Ben söyleyeyim sizin ne olduğunuzu: Bu araştırmalar gerçekten büyük kaynaklar ister, ama aynı zamanda da zihnen açık olmayı yani uyanık olmayı ve dürüstlük ister. Çünkü
"bilimdamı" demek,
"dürüstlük" demektir. Siz, başka kaynaklarda geçen bu olayı bile bile gizlemeye çalışıyorsunuz. Bu takdirde, size ne ad verildiği bellidir. Burada ben de
Herodot gibi susuyor, bu adın ne olduğunu okuyuculara bırakıyorum.

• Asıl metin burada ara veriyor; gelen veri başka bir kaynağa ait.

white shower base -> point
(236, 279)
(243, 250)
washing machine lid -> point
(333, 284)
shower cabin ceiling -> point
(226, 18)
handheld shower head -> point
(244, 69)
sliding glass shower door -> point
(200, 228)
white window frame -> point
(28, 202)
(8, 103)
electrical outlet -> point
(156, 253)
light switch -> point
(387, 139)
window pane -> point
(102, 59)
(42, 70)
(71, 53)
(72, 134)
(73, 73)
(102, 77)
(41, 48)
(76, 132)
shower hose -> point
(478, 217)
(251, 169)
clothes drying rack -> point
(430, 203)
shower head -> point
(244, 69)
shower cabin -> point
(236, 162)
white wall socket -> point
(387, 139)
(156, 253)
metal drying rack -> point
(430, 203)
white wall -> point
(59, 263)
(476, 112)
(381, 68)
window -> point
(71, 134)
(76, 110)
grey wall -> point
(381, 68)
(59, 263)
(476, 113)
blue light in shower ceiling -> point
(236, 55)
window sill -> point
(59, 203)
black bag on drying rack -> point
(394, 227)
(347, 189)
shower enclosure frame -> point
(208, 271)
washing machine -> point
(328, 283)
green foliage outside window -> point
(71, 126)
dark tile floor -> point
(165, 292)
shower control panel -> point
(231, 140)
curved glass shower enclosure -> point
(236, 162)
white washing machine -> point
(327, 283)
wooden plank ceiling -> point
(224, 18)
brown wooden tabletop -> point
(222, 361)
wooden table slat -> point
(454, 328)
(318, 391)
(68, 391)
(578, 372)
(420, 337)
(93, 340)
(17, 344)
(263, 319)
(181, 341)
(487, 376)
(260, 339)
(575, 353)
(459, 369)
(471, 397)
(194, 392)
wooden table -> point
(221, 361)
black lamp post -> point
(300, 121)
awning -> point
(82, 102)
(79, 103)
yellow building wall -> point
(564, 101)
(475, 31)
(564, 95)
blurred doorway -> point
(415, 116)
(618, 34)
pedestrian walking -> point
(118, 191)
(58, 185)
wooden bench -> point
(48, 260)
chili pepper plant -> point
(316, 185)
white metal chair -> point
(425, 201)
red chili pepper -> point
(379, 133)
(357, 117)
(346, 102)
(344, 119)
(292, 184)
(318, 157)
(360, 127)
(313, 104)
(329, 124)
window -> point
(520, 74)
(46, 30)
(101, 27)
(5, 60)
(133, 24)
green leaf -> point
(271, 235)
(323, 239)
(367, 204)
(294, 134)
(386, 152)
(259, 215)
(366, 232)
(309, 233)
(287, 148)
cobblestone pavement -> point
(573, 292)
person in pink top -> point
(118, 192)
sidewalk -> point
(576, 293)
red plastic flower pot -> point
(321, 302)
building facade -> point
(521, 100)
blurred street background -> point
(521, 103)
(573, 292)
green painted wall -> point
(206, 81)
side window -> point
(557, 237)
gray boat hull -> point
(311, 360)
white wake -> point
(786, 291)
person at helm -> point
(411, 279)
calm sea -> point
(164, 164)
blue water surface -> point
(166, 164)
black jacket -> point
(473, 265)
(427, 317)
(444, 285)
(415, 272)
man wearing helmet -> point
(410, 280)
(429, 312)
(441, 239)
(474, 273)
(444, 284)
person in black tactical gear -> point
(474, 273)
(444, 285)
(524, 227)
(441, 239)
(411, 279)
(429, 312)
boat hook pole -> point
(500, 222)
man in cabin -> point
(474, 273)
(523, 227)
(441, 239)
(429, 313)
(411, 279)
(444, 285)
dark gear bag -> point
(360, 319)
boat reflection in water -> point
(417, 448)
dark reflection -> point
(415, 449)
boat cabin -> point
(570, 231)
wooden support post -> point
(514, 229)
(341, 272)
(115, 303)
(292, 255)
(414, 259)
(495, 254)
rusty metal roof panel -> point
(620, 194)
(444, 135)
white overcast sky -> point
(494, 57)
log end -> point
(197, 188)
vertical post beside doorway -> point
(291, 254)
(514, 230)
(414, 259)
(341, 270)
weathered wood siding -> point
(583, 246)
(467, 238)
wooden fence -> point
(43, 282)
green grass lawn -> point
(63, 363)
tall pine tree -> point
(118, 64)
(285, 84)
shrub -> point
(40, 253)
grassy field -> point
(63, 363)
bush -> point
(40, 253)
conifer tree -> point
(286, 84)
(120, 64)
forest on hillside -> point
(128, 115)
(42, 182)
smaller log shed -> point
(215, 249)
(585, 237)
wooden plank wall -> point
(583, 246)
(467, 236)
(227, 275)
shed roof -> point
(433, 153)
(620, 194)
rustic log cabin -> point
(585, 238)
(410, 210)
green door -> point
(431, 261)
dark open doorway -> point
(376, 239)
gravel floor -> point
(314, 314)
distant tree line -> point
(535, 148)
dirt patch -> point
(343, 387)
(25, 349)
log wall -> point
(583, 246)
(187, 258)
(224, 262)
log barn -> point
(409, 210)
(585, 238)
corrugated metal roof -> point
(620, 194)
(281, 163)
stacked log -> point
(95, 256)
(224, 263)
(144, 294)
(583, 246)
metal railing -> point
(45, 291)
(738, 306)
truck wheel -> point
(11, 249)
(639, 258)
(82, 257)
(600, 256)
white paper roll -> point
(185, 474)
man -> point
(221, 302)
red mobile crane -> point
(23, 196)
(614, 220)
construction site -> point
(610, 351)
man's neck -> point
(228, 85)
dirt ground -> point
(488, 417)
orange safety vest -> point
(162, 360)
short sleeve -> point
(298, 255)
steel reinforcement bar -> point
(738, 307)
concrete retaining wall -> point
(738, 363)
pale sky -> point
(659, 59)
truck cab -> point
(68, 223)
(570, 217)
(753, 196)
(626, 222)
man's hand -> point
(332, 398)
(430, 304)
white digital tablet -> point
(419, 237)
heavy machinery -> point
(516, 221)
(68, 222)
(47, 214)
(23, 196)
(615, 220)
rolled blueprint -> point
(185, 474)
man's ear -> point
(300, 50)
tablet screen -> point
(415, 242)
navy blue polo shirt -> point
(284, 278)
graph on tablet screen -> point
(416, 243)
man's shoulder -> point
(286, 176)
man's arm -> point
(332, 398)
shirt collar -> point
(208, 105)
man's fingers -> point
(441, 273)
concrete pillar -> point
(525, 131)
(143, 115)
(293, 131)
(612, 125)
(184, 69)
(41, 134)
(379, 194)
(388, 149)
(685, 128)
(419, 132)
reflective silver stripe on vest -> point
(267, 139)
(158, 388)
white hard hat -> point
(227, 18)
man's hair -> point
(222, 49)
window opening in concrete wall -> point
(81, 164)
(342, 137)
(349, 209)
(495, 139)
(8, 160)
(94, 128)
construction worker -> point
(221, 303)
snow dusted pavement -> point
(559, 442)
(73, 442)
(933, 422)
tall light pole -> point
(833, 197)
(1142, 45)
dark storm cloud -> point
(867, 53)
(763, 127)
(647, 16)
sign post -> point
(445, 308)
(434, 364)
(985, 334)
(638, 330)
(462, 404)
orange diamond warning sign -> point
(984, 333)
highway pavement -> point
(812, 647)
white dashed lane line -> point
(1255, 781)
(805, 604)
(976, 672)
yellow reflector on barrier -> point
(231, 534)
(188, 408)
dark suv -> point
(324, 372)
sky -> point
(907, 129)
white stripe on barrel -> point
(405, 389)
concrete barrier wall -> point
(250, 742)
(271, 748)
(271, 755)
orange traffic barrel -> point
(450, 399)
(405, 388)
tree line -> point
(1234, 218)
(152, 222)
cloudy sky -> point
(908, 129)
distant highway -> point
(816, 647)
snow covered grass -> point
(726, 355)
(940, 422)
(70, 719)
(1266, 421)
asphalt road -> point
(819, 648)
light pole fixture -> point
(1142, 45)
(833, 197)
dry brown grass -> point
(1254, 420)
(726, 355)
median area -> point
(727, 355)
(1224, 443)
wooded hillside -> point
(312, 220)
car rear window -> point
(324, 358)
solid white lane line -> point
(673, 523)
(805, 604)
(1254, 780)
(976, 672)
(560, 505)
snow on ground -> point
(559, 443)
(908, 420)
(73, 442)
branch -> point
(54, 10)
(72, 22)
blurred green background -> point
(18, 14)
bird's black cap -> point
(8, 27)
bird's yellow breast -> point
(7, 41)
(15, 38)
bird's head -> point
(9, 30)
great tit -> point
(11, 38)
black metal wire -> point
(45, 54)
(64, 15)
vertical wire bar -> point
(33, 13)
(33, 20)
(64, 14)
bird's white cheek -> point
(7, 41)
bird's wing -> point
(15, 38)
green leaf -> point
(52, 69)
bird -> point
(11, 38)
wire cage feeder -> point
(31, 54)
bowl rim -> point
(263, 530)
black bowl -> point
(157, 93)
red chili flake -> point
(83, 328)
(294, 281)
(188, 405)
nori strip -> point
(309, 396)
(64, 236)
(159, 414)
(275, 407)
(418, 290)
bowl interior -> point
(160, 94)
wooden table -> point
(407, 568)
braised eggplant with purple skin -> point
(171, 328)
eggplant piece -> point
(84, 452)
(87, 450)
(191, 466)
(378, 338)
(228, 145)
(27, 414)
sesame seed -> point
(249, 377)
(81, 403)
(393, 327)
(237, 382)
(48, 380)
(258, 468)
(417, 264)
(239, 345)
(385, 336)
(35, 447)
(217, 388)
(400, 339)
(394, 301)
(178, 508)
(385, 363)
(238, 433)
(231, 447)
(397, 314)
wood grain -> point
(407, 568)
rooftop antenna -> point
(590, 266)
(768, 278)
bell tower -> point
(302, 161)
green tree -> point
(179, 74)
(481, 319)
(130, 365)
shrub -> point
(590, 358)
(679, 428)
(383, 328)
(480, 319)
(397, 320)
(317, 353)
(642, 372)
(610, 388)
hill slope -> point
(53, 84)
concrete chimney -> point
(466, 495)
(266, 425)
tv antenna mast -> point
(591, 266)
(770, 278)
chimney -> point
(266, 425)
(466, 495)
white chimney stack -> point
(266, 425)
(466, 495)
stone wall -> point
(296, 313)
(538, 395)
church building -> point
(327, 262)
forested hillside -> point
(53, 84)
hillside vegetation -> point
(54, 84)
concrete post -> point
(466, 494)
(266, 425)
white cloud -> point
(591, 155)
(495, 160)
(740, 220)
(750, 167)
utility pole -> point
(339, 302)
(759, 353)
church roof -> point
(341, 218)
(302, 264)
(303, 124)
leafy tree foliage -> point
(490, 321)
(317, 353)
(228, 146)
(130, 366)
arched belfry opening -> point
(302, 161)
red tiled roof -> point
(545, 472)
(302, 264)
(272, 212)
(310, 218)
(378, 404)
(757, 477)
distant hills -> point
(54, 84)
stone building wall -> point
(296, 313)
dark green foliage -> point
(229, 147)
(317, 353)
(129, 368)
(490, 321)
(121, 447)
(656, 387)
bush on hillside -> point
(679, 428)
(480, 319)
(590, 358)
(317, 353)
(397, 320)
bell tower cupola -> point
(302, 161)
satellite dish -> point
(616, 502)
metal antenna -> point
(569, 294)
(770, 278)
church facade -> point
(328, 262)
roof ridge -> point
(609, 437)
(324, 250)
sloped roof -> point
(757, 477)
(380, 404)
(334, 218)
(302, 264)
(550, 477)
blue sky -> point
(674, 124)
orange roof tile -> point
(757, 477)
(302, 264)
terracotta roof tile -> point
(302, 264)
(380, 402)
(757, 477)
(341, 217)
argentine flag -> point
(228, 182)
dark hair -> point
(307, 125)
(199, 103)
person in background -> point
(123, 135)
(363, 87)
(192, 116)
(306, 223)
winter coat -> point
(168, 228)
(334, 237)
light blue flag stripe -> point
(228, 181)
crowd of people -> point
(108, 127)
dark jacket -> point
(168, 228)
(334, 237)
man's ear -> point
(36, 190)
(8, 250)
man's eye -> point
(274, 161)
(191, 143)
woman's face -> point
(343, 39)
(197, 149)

Bu arada, sizin ABD İslamı ile bir ilişkiniz var mı? Oradan size bu iş için para geliyor mu?
Daha dün Cumhuriyetçi Parti'nin 2012 Amerikan Seçimlerindeki Başkan adaylarından Teksas Valisi
Rick Perry Fox News’da katıldığı bir oturumda Türkiye ile ilgili sorulan soruya olay yaratacak ne cevap vermişti:
"Teksas Valisi Rick Perry, Türkiye’nin İslami teröristlerce yönetildiğini iddia ederek, NATO’dan atılması gerektiğini söyledi."
İşte bu makale de sözde Sumerologlar için okkalı bir tokat niteliğini taşıyor.